When Crystal’s barbaric group discovers the Bone Temple, he mistakes the iodine-covered Kelson for Satan. Believing himself to be the antichrist and the devil his father, the cult leader confronts the doctor in hopes that he will approve of his works of “charity” — which involve torturing, skinning, and disemboweling innocent people in the name of Satan, or Old Nick. The Bone Temple henceforth becomes a battleground between divergent philosophical extremes of good and evil, embodied respectively by Fiennes and O’Connell.
As a legacy actor known for his roles as reclusive, morally complex characters, Fiennes has perfectly mastered the Shakespearean act. Take Amon Goeth in “Schindler’s List,” Count László de Almásy in “The English Patient,” and Cardinal Lawrence in “Conclave” as three career-defining examples. O’Connell, who arguably had his breakthrough into the Hollywood mainstream last year with Ryan Coogler’s “Sinners,” rides Fiennes’ precedent incredibly well in “The Bone Temple.” In a recent interview, he commented that working with Fiennes involves learning that will “come at you in buckets” — and O’Connell catches every single drop of Fiennes’ artistic nectar. The two thrive off of each other’s performances, flaunting a chemistry of opposites driven by biblical undertones. O’Connell’s Remmick from “Sinners,” a vampire who also feasts on people’s pain in the name of a higher purpose, is certainly watching over Crystal with pride.
Fiennes and O’Connell’s characters had both survived in a post-apocalyptic world prior to the moment when Kelson took Crystal’s head in his hands. However, they did so under directionally opposite lunar orbits, which had catalyzed their individual life trajectories to finally collide in front of the Bone Temple. Kelson chose to heal bodies and minds, seeing every individual — zombie or otherwise — as originally human and equally special.
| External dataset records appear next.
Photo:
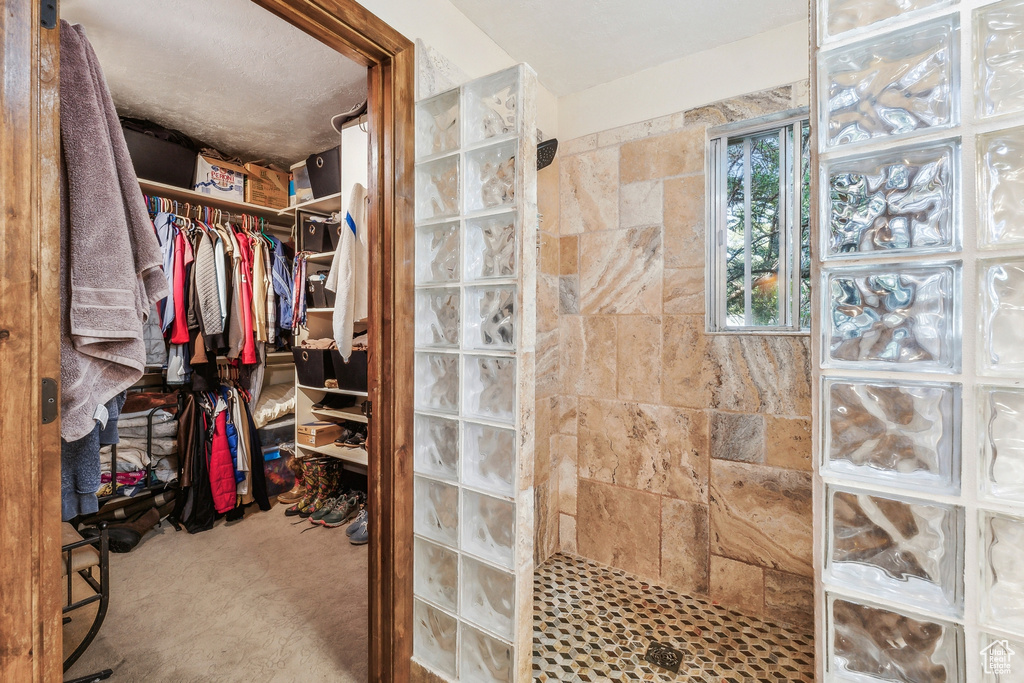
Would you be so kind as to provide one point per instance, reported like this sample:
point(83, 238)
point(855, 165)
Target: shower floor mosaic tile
point(593, 623)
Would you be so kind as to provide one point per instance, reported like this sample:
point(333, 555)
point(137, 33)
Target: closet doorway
point(30, 443)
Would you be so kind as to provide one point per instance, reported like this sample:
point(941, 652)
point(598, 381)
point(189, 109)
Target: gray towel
point(110, 259)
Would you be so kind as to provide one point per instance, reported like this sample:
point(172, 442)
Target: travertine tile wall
point(681, 457)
He is educated and clearly recalls what happened in the world before its breakdown. “Memento mori,” the doctor says, which translates to, “remember you must die” — a seemingly bleak outlook on life that reminds us of where we came from and to where we must go. Crystal, on the other hand, exploits a cynical view of the world that places him at the top. Sowing destruction posed as “charity” during a world crisis, he chooses to perpetuate illness and division in an attempt to forge his own history.
We can find parallels between this moment and today’s sociopolitical climate, which is why DaCosta’s film and the actors’ performances should be getting more attention at a lulling box office. In a climactic, transient convergence between the forces of Kelson and Crystal — humanity and primalism, good and evil — the fallout defines the entire film. It mirrors other crossroads that the human race has faced throughout history, when the possibilities of self-survival and self-destruction carefully interface under circumstances that have debilitated foundations and certainties. The film’s ending conveys its central message to remember that we are all the same, built from the same biological foundations. This is a divine fact of life, backed by history and science, which should become our greatest source of conviction. “It is just us,” Kelson admits at the end of the film, so we might as well “put on a great show” of goodness rather than evil toward one another.